TransComp is a process-oriented longitudinal study which explores the development of translation competence in 12 students of translation over a period of 3 years and compares it to that of 10 professional translators. It was started in October 2007 and is hoped to make an important contribution to the development of the methodology and model building in process-oriented translation studies by overcoming a number of shortcomings of previous studies. The insight into the components which make up translation competence and into its development gained in the project will be utilized for translation pedagogy and the improvement of curricula for translator training. Developing more efficient methods of translator training is a necessity which results from a shortening of degree programmes in translation as a consequence of the Bologna process.
Selection criteria for the student subjects were very good or good grades in German and English in their A-level reports and equivalent results in tests which measure the subjects' ability for semantic differentiation and their motivation. The subjects will all follow the same BA programme with German as their mother tongue (A-language) and English as their B-language. The professional translators selected have been earning their living as translators for at least 10 years.
The translation competence of the 12 subjects will be analyzed at the beginning of each of the 6 first semesters and at the end of the sixth semester of their programme. At the times specified, the student subjects, who will be divided into two groups, will translate a total number of 10 different texts from English into German according to a specific scheme. Five of these texts will also be translated by each of the 10 professional translators.

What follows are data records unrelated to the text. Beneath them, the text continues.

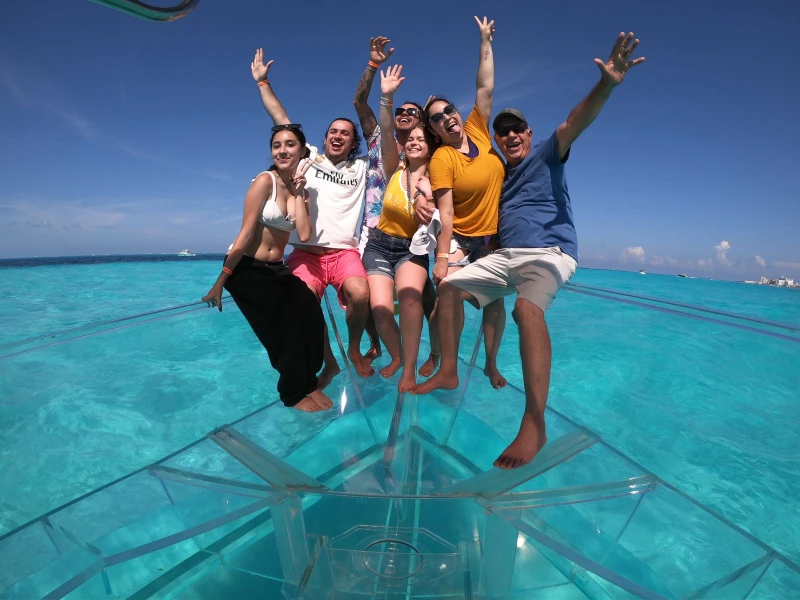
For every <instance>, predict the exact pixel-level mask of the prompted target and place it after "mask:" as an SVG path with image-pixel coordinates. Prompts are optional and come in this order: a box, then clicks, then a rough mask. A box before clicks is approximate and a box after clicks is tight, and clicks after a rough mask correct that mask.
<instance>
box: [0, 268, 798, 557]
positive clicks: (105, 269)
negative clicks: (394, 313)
mask: <svg viewBox="0 0 800 600" xmlns="http://www.w3.org/2000/svg"><path fill="white" fill-rule="evenodd" d="M220 258H221V257H213V260H192V259H188V260H185V259H184V260H183V261H176V260H173V261H168V262H156V261H149V262H109V263H101V264H67V265H49V266H36V267H32V266H25V267H20V266H15V267H13V268H9V269H8V270H6V269H0V272H2V274H3V275H5V277H3V278H2V280H1V281H2V282H3V283H2V284H0V292H2V293H3V297H4V298H6V303H5V304H6V308H5V310H4V311H3V313H2V314H0V332H1V333H0V350H2V352H0V354H2V355H3V356H5V358H3V359H2V360H1V361H0V420H1V421H2V423H3V425H4V432H5V435H4V437H3V438H2V439H1V440H0V480H2V481H3V482H4V483H5V484H6V485H4V491H3V493H2V496H0V534H2V533H3V532H5V531H9V530H11V529H13V528H15V527H17V526H19V525H21V524H22V523H24V522H26V521H28V520H30V519H31V518H34V517H36V516H38V515H40V514H42V513H44V512H46V511H48V510H51V509H53V508H55V507H57V506H59V505H61V504H63V503H64V502H67V501H69V500H71V499H73V498H75V497H77V496H80V495H81V494H83V493H86V492H88V491H90V490H92V489H94V488H96V487H98V486H100V485H103V484H105V483H107V482H109V481H111V480H113V479H116V478H118V477H121V476H123V475H125V474H126V473H129V472H131V471H133V470H135V469H138V468H141V467H143V466H145V465H147V464H150V463H152V462H153V461H155V460H157V459H159V458H161V457H163V456H165V455H167V454H169V453H171V452H174V451H176V450H178V449H180V448H181V447H183V446H185V445H187V444H189V443H191V442H193V441H194V440H196V439H198V438H200V437H202V436H204V435H205V434H206V433H208V432H209V431H210V430H212V429H214V428H216V427H219V426H221V425H223V424H225V423H229V422H231V421H233V420H235V419H238V418H240V417H242V416H244V415H245V414H248V413H249V412H252V411H253V410H256V409H257V408H259V407H261V406H263V405H265V404H267V403H269V402H271V401H274V400H275V399H276V394H275V392H274V390H275V382H276V378H275V376H274V373H273V372H272V370H271V369H270V368H269V364H268V362H267V360H266V354H265V353H264V351H263V349H262V348H261V347H260V346H259V344H258V342H257V341H256V340H255V337H254V336H253V334H252V332H251V331H250V329H249V327H248V326H247V324H246V322H245V321H244V319H243V318H242V316H241V315H240V314H239V313H238V311H237V310H236V309H235V306H234V305H233V304H232V303H228V304H226V305H225V309H224V310H223V313H222V314H221V315H220V314H216V311H213V310H209V309H206V308H200V309H196V310H189V309H186V310H182V311H174V312H175V313H176V314H173V313H164V314H162V315H161V317H165V318H159V319H158V320H153V321H147V322H143V323H139V324H137V325H136V326H132V327H128V328H125V329H119V330H114V331H110V332H107V333H103V334H100V335H94V336H89V337H84V338H81V339H76V340H73V341H69V342H67V343H62V344H58V345H52V346H49V347H47V348H41V349H38V350H35V351H29V352H25V353H22V354H15V353H16V352H19V351H21V350H29V349H30V348H31V347H32V346H31V345H20V344H19V341H20V340H24V339H26V338H31V337H34V336H38V335H41V334H43V333H49V332H56V331H61V330H64V329H68V328H74V327H82V326H86V325H88V324H91V323H96V322H99V321H105V320H110V319H117V318H120V317H125V316H130V315H133V314H138V313H142V312H148V311H151V310H155V309H160V308H164V307H169V306H175V305H184V304H190V303H194V302H196V301H198V300H199V298H200V296H202V295H203V294H204V293H205V292H206V291H207V290H208V288H209V287H210V285H211V284H212V283H213V281H214V278H215V277H216V274H217V273H218V269H219V263H218V260H219V259H220ZM574 283H576V284H579V285H584V286H593V287H596V288H603V289H611V290H618V291H624V292H626V293H632V294H636V295H641V296H649V297H658V298H663V299H670V300H675V301H678V302H683V303H687V304H693V305H700V306H706V307H711V308H716V309H721V310H725V311H734V312H738V313H742V314H746V315H750V316H752V317H760V318H764V319H771V320H776V321H782V322H785V323H789V324H794V325H800V291H795V290H783V289H776V288H764V287H759V286H749V285H745V284H740V283H732V282H721V281H707V280H697V279H683V278H677V277H667V276H656V275H646V276H641V275H638V274H635V273H622V272H611V271H590V270H579V272H578V273H577V275H576V277H575V279H574ZM332 297H333V296H332V295H331V298H332ZM620 299H623V300H624V299H627V300H631V298H630V297H621V296H620V297H611V296H608V295H607V296H604V297H597V296H588V295H586V294H584V293H582V292H581V288H566V289H565V290H563V291H562V293H561V294H560V295H559V298H558V299H557V301H556V303H555V305H554V307H553V309H552V310H551V311H550V312H549V313H548V324H549V327H550V331H551V335H552V339H553V353H554V362H553V374H552V386H551V394H550V405H551V406H552V407H553V408H554V409H556V410H558V411H560V412H561V413H563V414H565V415H566V416H568V417H569V418H571V419H573V420H574V421H576V422H578V423H580V424H582V425H584V426H586V427H588V428H590V429H591V430H593V431H595V432H597V433H598V434H600V435H601V436H602V437H603V438H604V439H605V440H606V441H607V442H608V443H610V444H611V445H613V446H615V447H617V448H618V449H619V450H621V451H622V452H624V453H625V454H627V455H628V456H630V457H631V458H632V459H634V460H636V461H638V462H639V463H640V464H642V465H643V466H644V467H646V468H647V469H649V470H651V471H653V472H655V473H656V474H657V475H659V476H661V477H662V478H664V479H665V480H667V481H668V482H670V483H672V484H674V485H676V486H677V487H678V488H680V489H681V490H683V491H685V492H686V493H688V494H689V495H691V496H693V497H694V498H696V499H697V500H699V501H700V502H702V503H704V504H706V505H707V506H709V507H711V508H713V509H714V510H717V511H719V512H720V513H721V514H723V515H724V516H726V517H727V518H729V519H730V520H732V521H733V522H735V523H737V524H738V525H740V526H742V527H743V528H745V529H746V530H747V531H749V532H751V533H752V534H753V535H755V536H756V537H758V538H759V539H761V540H762V541H763V542H765V543H767V544H769V545H771V546H773V547H775V548H777V549H778V550H780V551H781V552H783V553H785V554H786V555H787V556H789V557H790V558H792V559H794V560H795V561H797V560H800V503H799V502H798V501H797V498H798V497H800V459H798V455H797V452H796V447H797V446H798V441H800V440H798V438H799V437H800V436H798V433H797V432H798V430H800V406H799V405H800V352H798V349H799V348H798V345H797V343H796V342H792V341H791V340H790V339H781V338H779V337H772V336H770V335H767V334H765V333H764V331H767V332H772V333H775V332H776V331H777V329H776V328H774V327H767V326H761V325H756V324H753V323H752V322H748V323H747V326H753V327H754V328H756V329H758V330H760V332H758V331H756V332H754V331H749V330H744V329H736V328H733V327H731V326H730V325H726V324H725V323H726V322H730V321H731V319H726V318H722V317H716V316H714V315H708V316H710V317H712V318H714V319H717V321H722V323H720V322H716V321H714V322H708V321H703V320H698V319H694V318H689V317H687V316H685V315H682V314H674V313H664V312H658V311H656V310H652V309H651V308H647V307H646V306H644V307H643V306H633V305H630V304H626V303H623V302H620V301H619V300H620ZM645 304H648V303H645ZM648 305H649V306H652V305H653V303H652V302H650V303H649V304H648ZM506 306H507V310H508V312H509V319H508V324H507V328H506V335H505V338H504V343H503V347H502V349H501V354H500V361H499V362H500V365H501V368H502V371H503V373H504V374H505V375H506V377H507V378H508V380H509V382H510V383H511V384H513V385H516V386H519V387H522V374H521V369H520V366H519V351H518V347H517V343H518V337H517V333H516V327H515V326H514V324H513V321H512V319H511V318H510V311H511V309H512V308H513V299H509V300H507V303H506ZM334 307H335V304H334ZM673 308H675V307H673ZM334 310H336V311H337V314H336V315H335V316H336V320H337V322H338V323H339V327H340V329H343V327H344V319H343V315H342V314H340V313H339V312H338V308H334ZM689 312H690V313H691V314H697V313H696V311H695V312H691V311H689ZM468 315H470V316H472V317H474V316H475V313H474V311H472V310H469V311H468ZM469 327H472V330H471V331H472V332H473V333H474V331H475V330H474V324H470V325H469V326H468V328H469ZM94 331H96V330H95V329H91V328H90V329H87V330H86V332H87V333H92V332H94ZM781 335H786V337H789V338H791V337H798V336H797V334H796V332H795V333H793V332H792V331H790V330H784V331H782V332H781ZM466 337H468V336H466V334H465V338H466ZM61 339H62V338H59V337H56V338H52V340H53V341H56V342H57V341H61ZM470 339H474V337H472V338H470ZM34 346H35V344H34ZM461 351H462V356H468V355H469V354H471V351H472V348H471V347H464V346H462V348H461ZM381 360H384V359H381ZM478 361H479V363H482V354H481V355H480V356H479V358H478ZM378 366H379V365H378ZM376 377H377V376H376ZM480 383H481V384H482V383H483V382H480ZM493 393H495V392H493V391H492V390H490V389H488V386H485V385H478V386H477V387H476V388H475V391H474V392H473V395H472V396H470V395H468V397H467V400H466V403H467V404H466V408H467V409H470V406H471V407H472V412H473V414H476V415H478V416H479V417H480V418H481V419H482V420H483V421H484V422H486V423H488V424H489V425H491V426H492V427H493V428H494V429H495V430H496V431H497V432H498V433H499V434H500V435H501V437H503V438H504V439H510V437H513V435H514V433H515V431H516V427H517V425H518V419H519V415H520V413H521V410H522V406H521V405H518V406H517V405H510V404H508V403H506V404H504V403H502V402H498V403H497V404H489V405H490V406H491V410H486V408H485V407H486V406H487V402H486V399H487V398H490V397H491V394H493ZM282 435H288V436H291V435H292V433H291V432H290V431H289V432H282Z"/></svg>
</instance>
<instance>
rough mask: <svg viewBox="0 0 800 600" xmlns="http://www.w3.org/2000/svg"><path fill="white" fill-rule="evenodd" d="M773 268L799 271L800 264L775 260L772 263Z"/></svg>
mask: <svg viewBox="0 0 800 600" xmlns="http://www.w3.org/2000/svg"><path fill="white" fill-rule="evenodd" d="M772 266H773V267H778V268H781V269H800V263H798V262H787V261H784V260H776V261H775V262H774V263H772Z"/></svg>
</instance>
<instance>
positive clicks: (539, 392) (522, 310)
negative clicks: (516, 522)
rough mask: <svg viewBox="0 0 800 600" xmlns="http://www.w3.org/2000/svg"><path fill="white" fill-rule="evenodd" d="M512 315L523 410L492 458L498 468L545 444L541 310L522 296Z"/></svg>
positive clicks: (527, 458) (546, 393)
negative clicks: (513, 319) (522, 400)
mask: <svg viewBox="0 0 800 600" xmlns="http://www.w3.org/2000/svg"><path fill="white" fill-rule="evenodd" d="M513 316H514V320H515V321H516V322H517V325H518V326H519V346H520V354H521V355H522V378H523V380H524V382H525V412H524V414H523V415H522V423H521V424H520V428H519V433H518V434H517V437H516V438H515V439H514V441H513V442H511V445H509V447H508V448H506V449H505V450H504V451H503V453H502V454H501V455H500V456H499V457H498V458H497V460H496V461H494V466H495V467H499V468H501V469H515V468H517V467H520V466H522V465H524V464H526V463H529V462H530V461H531V459H532V458H533V457H534V456H536V453H537V452H539V450H541V449H542V446H544V445H545V443H547V435H546V433H545V425H544V407H545V405H546V404H547V393H548V391H549V389H550V363H551V354H552V350H551V347H550V334H549V333H548V331H547V323H546V322H545V320H544V312H542V309H540V308H539V307H538V306H535V305H534V304H532V303H530V302H528V301H527V300H524V299H523V298H517V302H516V305H515V307H514V313H513Z"/></svg>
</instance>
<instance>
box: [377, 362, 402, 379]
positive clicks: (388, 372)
mask: <svg viewBox="0 0 800 600" xmlns="http://www.w3.org/2000/svg"><path fill="white" fill-rule="evenodd" d="M401 365H402V363H401V362H400V358H393V359H392V362H390V363H389V364H388V365H386V366H385V367H383V368H382V369H381V377H385V378H386V379H388V378H389V377H391V376H392V375H394V374H395V373H397V371H398V369H400V367H401Z"/></svg>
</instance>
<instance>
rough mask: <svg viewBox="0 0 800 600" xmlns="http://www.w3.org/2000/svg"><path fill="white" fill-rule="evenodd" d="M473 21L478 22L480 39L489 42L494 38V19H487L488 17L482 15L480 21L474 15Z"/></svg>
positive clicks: (477, 23)
mask: <svg viewBox="0 0 800 600" xmlns="http://www.w3.org/2000/svg"><path fill="white" fill-rule="evenodd" d="M475 22H476V23H477V24H478V29H480V30H481V41H486V42H491V41H492V40H493V39H494V20H491V21H489V20H488V18H486V17H483V21H481V20H480V19H479V18H478V17H475Z"/></svg>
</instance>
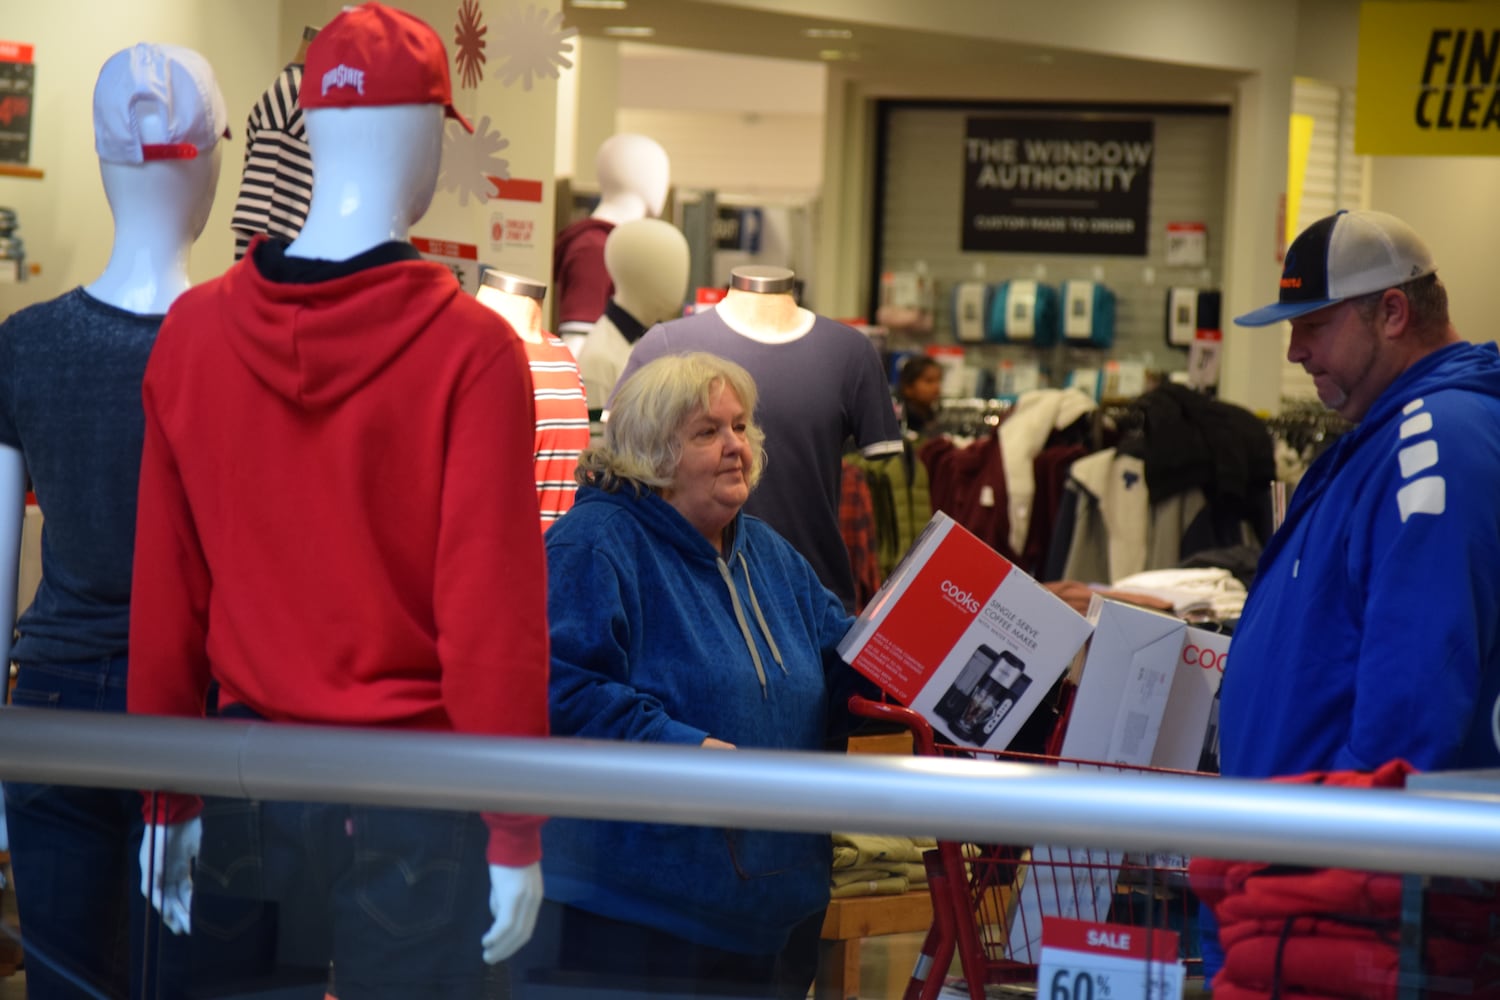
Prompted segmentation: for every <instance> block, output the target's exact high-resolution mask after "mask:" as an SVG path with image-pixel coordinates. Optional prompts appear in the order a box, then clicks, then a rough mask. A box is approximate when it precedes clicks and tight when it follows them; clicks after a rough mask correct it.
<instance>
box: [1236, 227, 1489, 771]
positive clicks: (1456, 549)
mask: <svg viewBox="0 0 1500 1000" xmlns="http://www.w3.org/2000/svg"><path fill="white" fill-rule="evenodd" d="M1281 321H1290V322H1292V340H1290V348H1289V349H1287V360H1290V361H1293V363H1298V364H1301V366H1302V367H1304V369H1305V370H1307V372H1308V373H1310V375H1311V376H1313V381H1314V385H1316V387H1317V394H1319V399H1320V400H1323V405H1325V406H1328V408H1329V409H1334V411H1337V412H1338V414H1340V415H1343V417H1346V418H1347V420H1352V421H1355V423H1356V427H1355V429H1353V430H1350V432H1347V433H1346V435H1343V436H1341V438H1340V439H1338V441H1337V442H1335V444H1334V445H1332V447H1329V448H1328V451H1325V453H1323V454H1322V456H1320V457H1319V459H1317V460H1316V462H1314V463H1313V466H1311V468H1310V469H1308V472H1307V474H1305V475H1304V477H1302V481H1301V483H1299V486H1298V489H1296V493H1295V495H1293V496H1292V502H1290V508H1289V510H1287V516H1286V522H1284V523H1283V525H1281V528H1280V529H1278V531H1277V534H1275V535H1274V537H1272V538H1271V543H1269V544H1268V547H1266V550H1265V553H1263V555H1262V558H1260V565H1259V570H1257V574H1256V582H1254V585H1253V588H1251V592H1250V600H1248V603H1247V604H1245V610H1244V616H1242V619H1241V624H1239V627H1238V628H1236V631H1235V643H1233V649H1232V652H1233V657H1232V660H1230V667H1229V669H1227V670H1226V672H1224V682H1223V693H1221V730H1220V738H1221V769H1223V774H1224V775H1227V777H1235V778H1269V777H1275V775H1296V774H1307V772H1314V771H1346V769H1359V771H1374V769H1376V768H1377V766H1380V765H1382V763H1385V762H1388V760H1392V759H1395V757H1403V759H1406V760H1407V762H1410V763H1412V765H1415V766H1418V768H1419V769H1437V768H1445V769H1446V768H1494V766H1500V745H1497V741H1500V702H1497V699H1500V502H1497V498H1500V352H1497V349H1496V345H1494V343H1485V345H1476V343H1469V342H1466V340H1463V339H1461V337H1460V336H1458V331H1457V330H1455V328H1454V325H1452V322H1451V321H1449V315H1448V291H1446V289H1445V286H1443V283H1442V280H1439V276H1437V262H1436V261H1434V258H1433V253H1431V250H1428V247H1427V244H1425V243H1424V241H1422V238H1421V237H1419V235H1418V234H1416V232H1415V231H1413V229H1412V228H1410V226H1409V225H1406V223H1404V222H1401V220H1400V219H1397V217H1394V216H1389V214H1386V213H1382V211H1340V213H1337V214H1332V216H1328V217H1326V219H1319V220H1317V222H1314V223H1313V225H1311V226H1308V228H1307V229H1305V231H1304V232H1302V234H1301V235H1299V237H1298V238H1296V241H1293V244H1292V247H1290V249H1289V252H1287V258H1286V267H1284V270H1283V274H1281V294H1280V297H1278V300H1277V301H1275V303H1272V304H1269V306H1266V307H1263V309H1257V310H1254V312H1251V313H1247V315H1244V316H1239V318H1238V319H1236V321H1235V322H1238V324H1241V325H1247V327H1266V325H1274V324H1280V322H1281ZM1269 336H1275V333H1271V334H1269Z"/></svg>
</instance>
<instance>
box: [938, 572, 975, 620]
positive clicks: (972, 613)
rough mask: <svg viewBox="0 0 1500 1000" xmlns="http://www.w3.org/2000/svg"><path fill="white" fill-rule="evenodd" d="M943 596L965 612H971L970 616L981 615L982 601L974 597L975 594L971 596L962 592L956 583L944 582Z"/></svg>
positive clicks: (958, 586) (943, 586)
mask: <svg viewBox="0 0 1500 1000" xmlns="http://www.w3.org/2000/svg"><path fill="white" fill-rule="evenodd" d="M942 594H944V597H947V598H948V600H950V601H953V603H954V604H957V606H959V607H962V609H963V610H966V612H969V613H971V615H978V613H980V601H978V600H977V598H975V597H974V594H969V592H968V591H960V589H959V585H957V583H954V582H953V580H944V582H942Z"/></svg>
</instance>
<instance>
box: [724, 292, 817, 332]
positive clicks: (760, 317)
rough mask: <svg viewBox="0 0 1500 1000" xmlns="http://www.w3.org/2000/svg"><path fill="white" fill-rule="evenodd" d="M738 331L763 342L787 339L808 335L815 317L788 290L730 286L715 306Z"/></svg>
mask: <svg viewBox="0 0 1500 1000" xmlns="http://www.w3.org/2000/svg"><path fill="white" fill-rule="evenodd" d="M714 310H715V312H717V313H718V318H720V319H723V321H724V325H727V327H729V328H730V330H733V331H735V333H738V334H741V336H745V337H750V339H751V340H759V342H760V343H787V342H790V340H796V339H798V337H802V336H807V333H808V331H810V330H811V328H813V319H814V318H816V316H814V315H813V312H811V310H808V309H802V307H801V306H798V304H796V300H795V298H793V297H792V295H790V294H789V292H777V294H763V292H751V291H742V289H738V288H730V289H729V291H727V292H724V297H723V298H721V300H720V301H718V304H717V306H714Z"/></svg>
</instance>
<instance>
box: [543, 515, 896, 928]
mask: <svg viewBox="0 0 1500 1000" xmlns="http://www.w3.org/2000/svg"><path fill="white" fill-rule="evenodd" d="M546 546H547V577H549V588H547V591H549V600H547V615H549V621H550V628H552V684H550V703H552V726H553V733H555V735H562V736H580V738H586V739H628V741H639V742H664V744H681V745H688V747H696V745H699V744H702V742H703V739H705V738H708V736H714V738H715V739H723V741H727V742H730V744H733V745H735V747H741V748H745V750H750V748H757V750H801V751H810V750H820V748H822V747H823V738H825V735H826V733H828V732H829V706H831V705H834V706H840V705H847V696H849V693H852V690H853V688H855V685H856V681H855V675H853V672H852V670H850V669H849V667H847V666H844V664H843V663H841V661H840V660H838V655H837V652H835V648H837V643H838V640H840V639H841V637H843V634H844V633H846V631H847V628H849V625H850V624H852V619H850V618H849V616H847V615H846V613H844V610H843V604H841V603H840V600H838V598H837V597H835V595H834V594H832V592H831V591H828V589H826V588H823V586H822V583H819V582H817V576H816V573H813V568H811V565H808V562H807V561H805V559H804V558H802V556H799V555H798V553H796V550H793V549H792V546H790V544H789V543H787V541H786V540H783V538H781V537H780V535H777V534H775V532H774V531H771V528H769V526H768V525H765V522H762V520H759V519H756V517H748V516H745V514H744V513H741V514H738V516H736V517H735V522H733V541H732V544H730V546H729V550H727V552H726V553H724V555H720V553H718V552H717V550H715V549H714V546H711V544H709V543H708V540H705V538H703V535H700V534H699V532H697V529H694V528H693V526H691V525H690V523H688V522H687V520H685V519H684V517H682V516H681V514H679V513H678V511H676V510H675V508H673V507H672V505H670V504H667V502H666V501H663V499H661V498H660V496H657V495H654V493H649V492H646V493H642V495H639V496H637V495H634V492H633V490H631V489H630V487H628V486H627V487H625V489H622V490H621V492H615V493H606V492H601V490H598V489H592V487H580V489H579V492H577V499H576V501H574V504H573V510H570V511H568V513H567V514H564V516H562V517H561V519H559V520H558V522H556V523H553V525H552V528H549V529H547V534H546ZM865 690H867V688H865ZM834 715H835V718H840V720H841V718H843V715H844V712H841V711H838V712H835V714H834ZM702 753H721V751H714V750H705V751H702ZM831 856H832V852H831V844H829V840H828V837H826V835H814V834H777V832H765V831H739V829H727V831H726V829H723V828H705V826H681V825H672V823H606V822H592V820H568V819H553V820H552V822H550V823H547V826H546V828H544V831H543V876H544V885H546V894H547V898H550V900H556V901H559V903H565V904H570V906H576V907H582V909H585V910H589V912H592V913H597V915H601V916H607V918H612V919H616V921H627V922H631V924H640V925H645V927H652V928H655V930H660V931H666V933H669V934H676V936H678V937H684V939H688V940H691V942H697V943H700V945H708V946H712V948H721V949H726V951H733V952H744V954H762V955H763V954H772V952H777V951H780V948H781V946H783V945H784V942H786V939H787V934H789V931H790V930H792V928H793V927H795V925H796V924H798V922H799V921H802V919H805V918H807V916H808V915H811V913H816V912H817V910H819V909H820V907H823V906H826V903H828V873H829V862H831Z"/></svg>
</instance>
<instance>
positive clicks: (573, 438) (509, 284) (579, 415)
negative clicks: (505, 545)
mask: <svg viewBox="0 0 1500 1000" xmlns="http://www.w3.org/2000/svg"><path fill="white" fill-rule="evenodd" d="M546 294H547V286H546V285H543V283H540V282H534V280H531V279H525V277H519V276H516V274H505V273H502V271H487V273H486V274H484V277H483V279H481V282H480V288H478V291H477V292H475V294H474V297H475V298H477V300H478V301H480V304H483V306H487V307H489V309H492V310H495V312H496V313H499V315H501V316H504V319H505V321H507V322H508V324H510V325H511V328H513V330H514V331H516V333H517V334H520V339H522V342H523V343H525V346H526V364H528V366H529V369H531V393H532V411H534V415H535V450H534V454H532V468H534V471H535V478H537V508H538V510H540V514H541V531H546V529H547V526H549V525H550V523H552V522H553V520H556V519H558V517H561V516H562V514H565V513H567V511H568V510H571V507H573V495H574V493H576V492H577V484H576V483H574V481H573V469H574V468H576V466H577V456H579V454H582V453H583V448H586V447H588V403H586V402H585V394H583V382H582V379H580V378H579V372H577V361H576V360H574V358H573V352H571V351H570V349H568V348H567V346H565V345H564V343H562V340H561V339H558V337H555V336H552V334H550V333H547V331H546V330H543V328H541V300H543V298H546Z"/></svg>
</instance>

The texts to be translated offer a repertoire of different translation problems (lexical, syntactical, pragmatic, textlinguistic, culture-specific, creativity-demanding and comprehensibility-related problems). They will have to be translated in Translog, which registers all key strokes, mouse clicks, and the time intervals between them. To guarantee ecological validity, the subjects may use the Internet and any electronic as well as conventional resources, whose use will be registered by Camtasia Studio or observers (in the case of conventional resources). Furthermore, eye-tracking equipment will be used in some cases. During the experiment, the subjects will either have to think aloud or have to comment on their translation processes retrospectively (immediate retrospection). For these retrospections their screen recordings will be used as prompts.
The verbal-report data will be transcribed using XML-markup; the transcripts will also include the subjects' search activities. After the translation process, retrospective interviews will be conducted with those subjects who had to think aloud. The results will be triangulated, set in relation to the quality of their translation products, and used to optimize refined versions of the translation competence and the translation competence acquisition models of the PACTE group (2003). All primary data obtained in the experiments will be made available to the scientific community in an asset management system which is accessible from this website.